Doug Masson sort of summed up the Indiana General Assembly’s current legislative session when he posted “Indiana should change our slogan from “Honest to Goodness, Indiana!” to “Not so fast, Mississippi!”
Our lawmakers are back in session: engaging in childish vendettas against the lone Democrat who won statewide office, ignoring environmentalists and family farmers who oppose creating a constitutional right to use “effective” farming techniques (aka a “right to pollute” measure desired by the big corporate farms), advancing a “religious” right to refuse service to LGBT customers, exempting charter and voucher schools from ISTEP….the embarrassing list goes on. And on.
Granted, Mississippi has a definite head start.
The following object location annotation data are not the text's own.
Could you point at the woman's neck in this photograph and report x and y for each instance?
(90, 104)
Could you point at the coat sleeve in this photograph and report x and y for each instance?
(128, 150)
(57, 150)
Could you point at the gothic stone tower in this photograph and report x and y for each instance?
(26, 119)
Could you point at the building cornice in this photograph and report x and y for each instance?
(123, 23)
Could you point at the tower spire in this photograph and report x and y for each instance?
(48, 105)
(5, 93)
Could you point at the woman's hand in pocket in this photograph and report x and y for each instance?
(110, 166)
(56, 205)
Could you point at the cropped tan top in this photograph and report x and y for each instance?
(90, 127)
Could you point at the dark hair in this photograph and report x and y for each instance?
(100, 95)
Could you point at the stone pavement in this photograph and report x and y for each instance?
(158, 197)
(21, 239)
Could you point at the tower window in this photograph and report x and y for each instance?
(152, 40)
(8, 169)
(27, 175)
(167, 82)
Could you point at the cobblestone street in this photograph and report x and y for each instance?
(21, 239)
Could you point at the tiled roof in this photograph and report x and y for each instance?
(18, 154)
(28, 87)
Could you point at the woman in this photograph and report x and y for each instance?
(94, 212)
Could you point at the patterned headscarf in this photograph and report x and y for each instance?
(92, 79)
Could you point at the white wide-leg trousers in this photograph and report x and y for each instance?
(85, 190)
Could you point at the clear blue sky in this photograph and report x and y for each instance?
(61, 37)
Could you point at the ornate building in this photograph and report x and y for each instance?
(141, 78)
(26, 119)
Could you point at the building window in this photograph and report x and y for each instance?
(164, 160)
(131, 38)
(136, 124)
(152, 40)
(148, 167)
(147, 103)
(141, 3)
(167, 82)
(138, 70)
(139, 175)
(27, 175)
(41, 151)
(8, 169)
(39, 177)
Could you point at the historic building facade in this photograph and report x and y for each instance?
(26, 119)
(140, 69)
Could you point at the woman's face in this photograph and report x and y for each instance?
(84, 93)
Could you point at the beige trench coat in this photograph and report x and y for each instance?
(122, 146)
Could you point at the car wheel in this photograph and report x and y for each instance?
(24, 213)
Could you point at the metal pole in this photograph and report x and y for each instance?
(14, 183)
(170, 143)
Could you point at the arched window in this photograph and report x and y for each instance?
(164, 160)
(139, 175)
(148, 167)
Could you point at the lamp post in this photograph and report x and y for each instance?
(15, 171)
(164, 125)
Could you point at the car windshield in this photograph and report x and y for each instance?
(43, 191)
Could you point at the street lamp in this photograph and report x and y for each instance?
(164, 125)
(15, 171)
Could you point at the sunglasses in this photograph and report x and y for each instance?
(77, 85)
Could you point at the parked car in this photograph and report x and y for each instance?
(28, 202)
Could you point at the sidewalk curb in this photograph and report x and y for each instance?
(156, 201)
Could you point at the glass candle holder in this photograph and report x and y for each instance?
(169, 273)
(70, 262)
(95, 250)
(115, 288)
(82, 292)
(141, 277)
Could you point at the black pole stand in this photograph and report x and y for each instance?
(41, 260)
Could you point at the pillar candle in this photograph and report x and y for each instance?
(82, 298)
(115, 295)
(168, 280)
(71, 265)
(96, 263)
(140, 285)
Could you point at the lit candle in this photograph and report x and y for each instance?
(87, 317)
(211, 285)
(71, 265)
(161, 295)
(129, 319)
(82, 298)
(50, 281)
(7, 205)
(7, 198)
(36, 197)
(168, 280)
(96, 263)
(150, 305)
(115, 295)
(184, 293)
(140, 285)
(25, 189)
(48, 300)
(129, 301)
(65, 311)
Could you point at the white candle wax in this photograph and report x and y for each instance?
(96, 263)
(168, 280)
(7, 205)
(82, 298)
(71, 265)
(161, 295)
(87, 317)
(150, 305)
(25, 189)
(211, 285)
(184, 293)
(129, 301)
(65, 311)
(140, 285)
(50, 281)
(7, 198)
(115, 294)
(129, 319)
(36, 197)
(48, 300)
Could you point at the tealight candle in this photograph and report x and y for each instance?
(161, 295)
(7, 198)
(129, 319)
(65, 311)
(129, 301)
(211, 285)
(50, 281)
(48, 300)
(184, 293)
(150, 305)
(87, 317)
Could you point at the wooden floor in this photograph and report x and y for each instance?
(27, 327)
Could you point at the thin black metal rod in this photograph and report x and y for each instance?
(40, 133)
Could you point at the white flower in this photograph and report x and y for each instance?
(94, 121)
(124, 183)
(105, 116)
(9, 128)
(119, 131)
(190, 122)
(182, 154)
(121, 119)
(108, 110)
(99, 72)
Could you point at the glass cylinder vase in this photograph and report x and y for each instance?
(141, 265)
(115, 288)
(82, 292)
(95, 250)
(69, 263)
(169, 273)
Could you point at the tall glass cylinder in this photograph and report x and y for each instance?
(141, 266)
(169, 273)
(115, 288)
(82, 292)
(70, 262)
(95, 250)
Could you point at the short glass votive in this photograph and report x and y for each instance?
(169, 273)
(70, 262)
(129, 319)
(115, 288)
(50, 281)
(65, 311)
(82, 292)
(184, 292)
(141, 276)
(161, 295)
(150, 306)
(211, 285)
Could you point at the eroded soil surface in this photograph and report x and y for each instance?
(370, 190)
One recent bit of news from the state that keeps “Hoosier” from meaning “bottom of the barrel”: a Justice Court judge in that state has just been accused of striking a mentally challenged young man and yelling, “Run, n—–, run.” (And yes, the elided word is just what you think it is.)
Reading about that incident was appalling enough, but as I read further, I discovered that in Mississippi, the only requirement to be elected judge of a Justice Court is a high school diploma. (There are those in the Indiana legislature who share Mississippi’s contempt for education, although we haven’t taken it quite that far. Yet.) After taking office, the judges are required to take up to six hours of training a year.
Six whole hours. Every year. That should compensate for the lack of college or law school.
It may seem that Mississippi has a lock on the batshit crazy medal–but back home in Indiana, we’re barely at the midpoint of a long legislative session. Don’t count Indiana out.